Sunday, January 2, 2011

Goose

I worked the Goose filly today. She just hasn't settled down. She is prone to sudden violent explosions in which she tucks her butt and takes off like a bat out of hell or kicks out and/or bucks. She will be going along fine and then suddenly do that. She is never really relaxed. Even when she is standing still and allowing me to brush her or saddle her, she is holding herself tense and she has no trust. I do not know if it is manmade or if it's just her but I have my suspicions. She has rope burns on all of her fetlocks. She got in a tangle, that's for sure, and it has left her scared and claustrophobic.

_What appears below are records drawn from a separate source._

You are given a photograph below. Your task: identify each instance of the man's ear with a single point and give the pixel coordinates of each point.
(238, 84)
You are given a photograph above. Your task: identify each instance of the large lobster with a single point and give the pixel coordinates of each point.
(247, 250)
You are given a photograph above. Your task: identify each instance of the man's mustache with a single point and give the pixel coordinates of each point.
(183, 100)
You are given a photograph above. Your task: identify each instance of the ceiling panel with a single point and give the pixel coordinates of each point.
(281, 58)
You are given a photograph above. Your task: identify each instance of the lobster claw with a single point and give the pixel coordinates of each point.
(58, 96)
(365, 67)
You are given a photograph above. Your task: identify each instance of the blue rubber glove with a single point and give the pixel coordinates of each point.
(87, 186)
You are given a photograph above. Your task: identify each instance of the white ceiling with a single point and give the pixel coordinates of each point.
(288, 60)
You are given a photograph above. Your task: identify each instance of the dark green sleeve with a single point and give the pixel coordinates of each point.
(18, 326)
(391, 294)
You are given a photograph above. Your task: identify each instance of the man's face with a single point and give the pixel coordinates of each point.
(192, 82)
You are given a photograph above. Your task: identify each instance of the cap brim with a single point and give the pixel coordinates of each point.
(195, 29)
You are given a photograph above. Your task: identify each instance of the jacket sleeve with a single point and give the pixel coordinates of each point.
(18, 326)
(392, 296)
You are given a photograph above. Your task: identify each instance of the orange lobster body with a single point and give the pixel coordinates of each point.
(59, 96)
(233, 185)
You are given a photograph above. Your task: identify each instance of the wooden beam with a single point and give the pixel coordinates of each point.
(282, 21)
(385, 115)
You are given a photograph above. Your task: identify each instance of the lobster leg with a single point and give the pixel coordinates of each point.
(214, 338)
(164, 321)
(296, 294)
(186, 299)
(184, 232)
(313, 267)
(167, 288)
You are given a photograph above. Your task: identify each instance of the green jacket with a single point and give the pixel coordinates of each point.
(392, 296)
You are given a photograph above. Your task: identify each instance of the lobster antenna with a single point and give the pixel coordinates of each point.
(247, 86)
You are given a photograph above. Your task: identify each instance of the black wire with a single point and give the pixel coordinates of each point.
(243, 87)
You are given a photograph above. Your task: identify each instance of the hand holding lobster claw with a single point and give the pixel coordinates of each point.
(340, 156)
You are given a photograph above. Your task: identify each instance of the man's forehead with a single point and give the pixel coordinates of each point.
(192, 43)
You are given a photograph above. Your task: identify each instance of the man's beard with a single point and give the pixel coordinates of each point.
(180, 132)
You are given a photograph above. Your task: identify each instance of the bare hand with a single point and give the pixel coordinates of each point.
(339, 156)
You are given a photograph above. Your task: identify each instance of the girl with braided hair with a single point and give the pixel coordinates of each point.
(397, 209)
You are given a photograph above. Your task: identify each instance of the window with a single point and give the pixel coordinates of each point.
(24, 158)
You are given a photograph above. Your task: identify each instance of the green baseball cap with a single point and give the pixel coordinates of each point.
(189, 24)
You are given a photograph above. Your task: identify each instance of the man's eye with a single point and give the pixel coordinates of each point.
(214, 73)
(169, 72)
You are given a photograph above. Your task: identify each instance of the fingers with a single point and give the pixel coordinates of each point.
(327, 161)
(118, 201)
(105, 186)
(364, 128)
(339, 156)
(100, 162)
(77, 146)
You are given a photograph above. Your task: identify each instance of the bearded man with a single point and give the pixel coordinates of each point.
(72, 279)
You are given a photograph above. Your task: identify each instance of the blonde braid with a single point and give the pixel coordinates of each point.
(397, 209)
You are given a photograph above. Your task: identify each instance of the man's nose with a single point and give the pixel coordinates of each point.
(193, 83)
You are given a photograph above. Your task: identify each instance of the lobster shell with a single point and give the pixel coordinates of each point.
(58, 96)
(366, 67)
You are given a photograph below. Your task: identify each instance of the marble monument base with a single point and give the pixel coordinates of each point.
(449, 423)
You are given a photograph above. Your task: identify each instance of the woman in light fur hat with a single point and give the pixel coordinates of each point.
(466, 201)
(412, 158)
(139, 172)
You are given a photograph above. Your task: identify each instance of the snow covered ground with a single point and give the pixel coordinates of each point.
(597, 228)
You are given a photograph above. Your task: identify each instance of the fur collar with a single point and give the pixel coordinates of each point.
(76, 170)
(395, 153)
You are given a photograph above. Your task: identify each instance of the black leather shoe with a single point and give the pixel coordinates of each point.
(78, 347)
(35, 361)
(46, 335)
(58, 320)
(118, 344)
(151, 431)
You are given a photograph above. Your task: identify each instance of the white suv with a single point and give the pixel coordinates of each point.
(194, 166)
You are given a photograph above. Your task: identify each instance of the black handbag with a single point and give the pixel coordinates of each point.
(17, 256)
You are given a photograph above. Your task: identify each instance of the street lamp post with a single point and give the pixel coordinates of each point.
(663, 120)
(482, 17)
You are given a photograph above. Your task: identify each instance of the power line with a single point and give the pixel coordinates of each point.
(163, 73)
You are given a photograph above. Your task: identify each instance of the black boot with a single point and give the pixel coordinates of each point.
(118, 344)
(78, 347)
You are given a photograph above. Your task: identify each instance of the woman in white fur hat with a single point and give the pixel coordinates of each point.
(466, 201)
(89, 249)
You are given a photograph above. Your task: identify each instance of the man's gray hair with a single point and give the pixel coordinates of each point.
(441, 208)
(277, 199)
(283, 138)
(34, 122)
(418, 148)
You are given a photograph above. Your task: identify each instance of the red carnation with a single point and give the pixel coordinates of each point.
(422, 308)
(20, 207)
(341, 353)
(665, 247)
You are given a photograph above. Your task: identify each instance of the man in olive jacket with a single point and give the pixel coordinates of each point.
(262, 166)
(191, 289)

I read that book by Eckhard Tolle called A New Earth in which he talks about a collective pain memory that is present in humans, because of war and past hurts. I think horses have this too. (They went to war with us, unwilling participants, and have a history of misuse and abuse). Sorry if I sound too out there but I do believe it.

Some horses just seem born tame. A lot of the cutting and cow bred horses I deal with are this way. They don't seem to have major emotional hangups and are logical and intelligent. Some other horses are not like that. Speed bred and ranch cowboy bred horses are often different. Harder headed, require different tactics, slower, and more methodical dealings. Some are less intelligent but this filly is not dumb. She is scared.

The other day, I had a major "discussion" with her about not bucking and kicking out in the drive lines. The day after the discussion, she was a seeming changed horse. She was looking to please, to show me she understood and was trying, and so I kept everything easy and praised her a lot. Then one day off, then I get her out yesterday and start to work her and my friend shows up in the barn to hang out. He comes over once in a while to watch me ride and such...he's a great guy and he rides, but not well. He actually has a bad effect on horses. Something about his energy, he can make a horse that is tied to a post pull back in a panic just by walking up to that horse.

Anyway he watched me work the filly and she just never could relax. She would bolt past the pace in the round pen where he was standing on the outside. The kicking out and bucking behavior reappeared.

I worked her easy and chalked it up to my friends anti-horse-relaxed energy. Today, however, she was awful again. Tense and fearful. I brushed her and she stood there ready to explode the whole time. I saddled her and asked her to move out on the lunge line and she bucked and I could tell she knew she wasn't supposed to but she is just wound so tight she couldnt' seem to help herself.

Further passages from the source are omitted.